- IATA: WMH; ICAO: KBPK; FAA LID: BPK;

Summary
- Airport type: Public
- Operator: Baxter County Airport Authority
- Location: Mountain Home, Arkansas
- Elevation AMSL: 928 ft (283 m)
- Coordinates: 36°22′08″N 092°28′14″W﻿ / ﻿36.36889°N 92.47056°W

Map
- BPK Location of airport in ArkansasBPKBPK (the United States)

Runways
| Direction | Length |  | Surface |
| ft | m |
| 5/23 | 5,000 | 1,524 | Asphalt |

Statistics (2024)
- Aircraft operations: 11,500
- Based aircraft: 74
- Source: Federal Aviation Administration

= Baxter County Airport =

Baxter County Airport , is a county-owned public-use airport located four nautical miles (5 mi, 7 km) northwest of the central business district of Mountain Home, a city in Baxter County, Arkansas, United States. It was known as Baxter County Airport until 2005, when it was renamed to Ozark Regional Airport. It changed its name back to Baxter County Airport due to confusion with the close proximity of Ozark, Arkansas and Ozark, Missouri, both of which have airports. The airport used to be served by Lone Star Airlines, which operated services to Dallas-Fort Worth International in the mid-1990s.

This airport is included in the National Plan of Integrated Airport Systems for 2011–2015, which categorized it as a general aviation facility.

Although most U.S. airports use the same three-letter location identifier for the FAA and IATA, Baxter County Airport is assigned BPK by the FAA and WMH by the IATA. The airport's ICAO identifier is KBPK.

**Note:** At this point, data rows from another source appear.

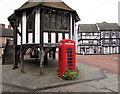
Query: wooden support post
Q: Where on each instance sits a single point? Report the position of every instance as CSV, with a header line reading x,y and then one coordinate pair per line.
x,y
22,60
45,60
54,52
15,63
41,56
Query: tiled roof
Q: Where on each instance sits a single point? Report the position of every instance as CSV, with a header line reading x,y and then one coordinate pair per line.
x,y
60,5
88,28
108,26
6,32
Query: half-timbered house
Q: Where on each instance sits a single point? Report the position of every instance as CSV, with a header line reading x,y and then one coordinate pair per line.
x,y
41,25
100,38
88,39
110,37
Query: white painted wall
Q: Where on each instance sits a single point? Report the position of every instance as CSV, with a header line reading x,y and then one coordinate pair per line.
x,y
59,37
66,36
53,38
30,38
71,37
24,28
37,26
18,36
45,37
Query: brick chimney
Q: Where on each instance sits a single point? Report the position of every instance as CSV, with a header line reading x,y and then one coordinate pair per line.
x,y
9,27
2,25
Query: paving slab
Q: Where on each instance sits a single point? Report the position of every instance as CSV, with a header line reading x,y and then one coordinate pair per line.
x,y
30,80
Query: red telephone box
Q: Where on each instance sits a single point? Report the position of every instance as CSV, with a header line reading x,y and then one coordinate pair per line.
x,y
66,56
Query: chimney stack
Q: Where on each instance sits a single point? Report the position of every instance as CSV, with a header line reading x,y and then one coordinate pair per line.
x,y
2,26
9,27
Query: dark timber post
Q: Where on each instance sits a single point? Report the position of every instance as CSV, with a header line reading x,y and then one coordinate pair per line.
x,y
54,52
15,64
22,59
45,59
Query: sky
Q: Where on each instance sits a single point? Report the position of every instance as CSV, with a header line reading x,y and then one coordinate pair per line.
x,y
89,11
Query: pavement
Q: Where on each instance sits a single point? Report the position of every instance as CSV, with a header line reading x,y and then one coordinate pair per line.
x,y
108,63
91,79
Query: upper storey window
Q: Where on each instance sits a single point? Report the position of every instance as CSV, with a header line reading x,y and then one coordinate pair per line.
x,y
30,21
56,21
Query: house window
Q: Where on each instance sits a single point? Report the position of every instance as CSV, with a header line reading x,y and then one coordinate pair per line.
x,y
59,22
53,21
30,23
65,26
56,21
46,21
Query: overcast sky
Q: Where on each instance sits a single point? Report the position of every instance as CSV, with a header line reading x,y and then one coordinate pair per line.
x,y
89,11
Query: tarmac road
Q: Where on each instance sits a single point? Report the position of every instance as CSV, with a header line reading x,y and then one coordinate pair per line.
x,y
108,63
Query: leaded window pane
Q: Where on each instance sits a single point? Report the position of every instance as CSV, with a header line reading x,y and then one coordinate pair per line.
x,y
46,21
59,22
53,21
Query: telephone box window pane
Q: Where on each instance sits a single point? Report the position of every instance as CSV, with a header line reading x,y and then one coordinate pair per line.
x,y
70,55
70,61
46,21
53,21
65,23
70,58
69,48
59,22
70,52
70,65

== Facilities and aircraft ==
The airport covers an area of 346 acres (140 ha) at an elevation of 928 feet (283 m) above mean sea level. It has one runway designated 5/23 with an asphalt surface measuring 5,000 by 75 feet (1,524 x 23 m).

For the 12-month period ending July 31, 2020, the airport had 11,500 aircraft operations, an average of 32 per day: 91% general aviation, 6% military, and 3% air taxi. At that time there were 74 aircraft based at this airport: 70% single-engine, 15% multi-engine, and 15% jet.

As of November 2015, Big Air is the onsite FBO providing fuel and services for pilots and crew. Full service 100LL and Jet-A fuel is provided. Big Air is located on the airports main ramp between Delta and Echo.